For alert policies, rather than testing for statistically significant evidence of any impact as we do for our standard metric analyses, we test for significant evidence of an impact greater than your chosen degradation threshold, in the opposite direction to the metric’s desired direction.
This means that, by design, if your observed impact is equal to the set threshold it will not fire an alert. For an alert to fire, the observed degradation will need to be a certain amount more extreme than the threshold you’ve chosen. Exactly how much more extreme it would need to be (sometimes called the Minimum Detectable Effect) depends on the power of the metric, which is influenced primarily by sample size and the variance in the metric values.
For example, imagine you have a ‘Percentage of Unique Users’ metric which has a value of 60% in the baseline treatment, and you use a degradation threshold of 10%. If the desired direction of the metric is a decrease, then we would be testing for evidence that the Percentage of Unique Users in the comparison group is more than 66% (more than 10% higher than the baseline value).

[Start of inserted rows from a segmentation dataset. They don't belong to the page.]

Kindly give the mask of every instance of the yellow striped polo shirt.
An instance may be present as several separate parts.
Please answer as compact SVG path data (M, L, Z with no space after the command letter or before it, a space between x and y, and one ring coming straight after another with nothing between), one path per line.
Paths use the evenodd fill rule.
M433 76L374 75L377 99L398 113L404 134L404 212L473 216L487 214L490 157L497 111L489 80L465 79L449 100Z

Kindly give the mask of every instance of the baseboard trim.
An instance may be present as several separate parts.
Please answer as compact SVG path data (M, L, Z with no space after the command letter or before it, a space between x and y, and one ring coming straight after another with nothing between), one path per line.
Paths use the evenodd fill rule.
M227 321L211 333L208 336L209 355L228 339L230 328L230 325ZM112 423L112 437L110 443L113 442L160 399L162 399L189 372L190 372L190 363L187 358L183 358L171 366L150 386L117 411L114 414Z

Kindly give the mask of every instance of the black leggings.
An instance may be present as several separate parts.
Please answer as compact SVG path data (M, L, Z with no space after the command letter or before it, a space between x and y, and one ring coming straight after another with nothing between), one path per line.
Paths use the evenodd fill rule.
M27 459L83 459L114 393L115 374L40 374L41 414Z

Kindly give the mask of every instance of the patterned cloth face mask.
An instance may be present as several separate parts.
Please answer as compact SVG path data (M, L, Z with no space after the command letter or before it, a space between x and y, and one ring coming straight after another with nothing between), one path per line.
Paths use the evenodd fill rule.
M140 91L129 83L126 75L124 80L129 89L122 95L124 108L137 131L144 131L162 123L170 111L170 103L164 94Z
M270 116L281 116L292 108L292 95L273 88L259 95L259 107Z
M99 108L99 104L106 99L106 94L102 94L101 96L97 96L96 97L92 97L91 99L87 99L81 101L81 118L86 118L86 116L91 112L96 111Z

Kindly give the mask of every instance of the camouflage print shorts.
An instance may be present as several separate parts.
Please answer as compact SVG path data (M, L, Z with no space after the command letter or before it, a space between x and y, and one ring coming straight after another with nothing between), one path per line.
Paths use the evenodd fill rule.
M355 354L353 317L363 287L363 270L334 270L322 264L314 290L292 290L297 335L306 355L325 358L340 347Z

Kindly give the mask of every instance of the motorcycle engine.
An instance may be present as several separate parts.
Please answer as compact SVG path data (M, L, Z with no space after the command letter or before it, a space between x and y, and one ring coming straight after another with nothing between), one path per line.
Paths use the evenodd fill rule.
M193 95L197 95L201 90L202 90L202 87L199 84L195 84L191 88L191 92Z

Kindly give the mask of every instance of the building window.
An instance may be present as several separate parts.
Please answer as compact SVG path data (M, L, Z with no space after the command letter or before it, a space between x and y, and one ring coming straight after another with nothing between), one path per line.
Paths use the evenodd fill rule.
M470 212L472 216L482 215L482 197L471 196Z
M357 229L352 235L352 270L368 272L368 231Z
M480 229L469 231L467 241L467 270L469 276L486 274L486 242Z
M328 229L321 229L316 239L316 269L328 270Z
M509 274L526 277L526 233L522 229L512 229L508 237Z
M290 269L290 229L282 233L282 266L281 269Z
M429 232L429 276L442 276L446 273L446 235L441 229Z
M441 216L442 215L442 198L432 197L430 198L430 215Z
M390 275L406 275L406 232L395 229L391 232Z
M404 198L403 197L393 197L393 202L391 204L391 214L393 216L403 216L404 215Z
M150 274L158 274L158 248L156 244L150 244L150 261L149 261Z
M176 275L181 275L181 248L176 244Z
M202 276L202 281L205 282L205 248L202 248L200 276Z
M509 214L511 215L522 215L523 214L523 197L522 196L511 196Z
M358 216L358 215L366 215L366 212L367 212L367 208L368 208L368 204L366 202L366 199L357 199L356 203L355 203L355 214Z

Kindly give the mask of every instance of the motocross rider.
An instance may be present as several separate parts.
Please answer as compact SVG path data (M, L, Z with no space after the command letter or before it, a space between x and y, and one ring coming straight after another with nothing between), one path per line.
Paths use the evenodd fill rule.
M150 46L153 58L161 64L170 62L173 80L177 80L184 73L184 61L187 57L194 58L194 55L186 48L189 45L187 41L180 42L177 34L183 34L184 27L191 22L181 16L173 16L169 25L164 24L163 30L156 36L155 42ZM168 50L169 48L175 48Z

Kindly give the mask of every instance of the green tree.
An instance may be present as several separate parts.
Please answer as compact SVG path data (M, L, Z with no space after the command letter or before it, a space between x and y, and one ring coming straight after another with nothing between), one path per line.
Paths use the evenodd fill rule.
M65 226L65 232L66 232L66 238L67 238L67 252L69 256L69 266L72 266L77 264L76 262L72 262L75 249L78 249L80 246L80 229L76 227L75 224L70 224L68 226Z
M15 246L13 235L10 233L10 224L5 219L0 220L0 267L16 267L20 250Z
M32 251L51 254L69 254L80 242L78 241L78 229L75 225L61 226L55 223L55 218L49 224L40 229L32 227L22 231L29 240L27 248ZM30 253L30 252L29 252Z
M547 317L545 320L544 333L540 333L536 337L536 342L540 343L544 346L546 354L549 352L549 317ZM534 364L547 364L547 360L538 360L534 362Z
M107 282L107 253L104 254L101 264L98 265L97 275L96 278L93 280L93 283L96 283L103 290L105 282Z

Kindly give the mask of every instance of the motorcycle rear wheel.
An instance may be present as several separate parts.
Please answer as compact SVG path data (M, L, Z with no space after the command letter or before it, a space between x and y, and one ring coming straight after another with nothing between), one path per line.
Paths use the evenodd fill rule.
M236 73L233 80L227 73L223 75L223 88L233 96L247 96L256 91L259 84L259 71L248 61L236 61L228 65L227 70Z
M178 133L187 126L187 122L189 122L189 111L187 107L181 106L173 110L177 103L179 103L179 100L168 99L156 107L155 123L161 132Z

Assuming a 50/50 percentage rollout of users between baseline and comparison treatments, and an Org wide significance level of 0.05, with 10,000 unique users you would only see an alert if the observed percentage for the comparison group were higher than 68%. If instead you had 1000 or 100,000 unique users, the comparison group value would need to be higher than 73% and 66.7%, respectively, for an alert to be raised.
Hence, we recommend setting an alert threshold that is less extreme than any degradation which you would definitely want to be alerted for. Chose a threshold which is close to the boundary between a safe or acceptable degradation and a degradation which you would want to know about.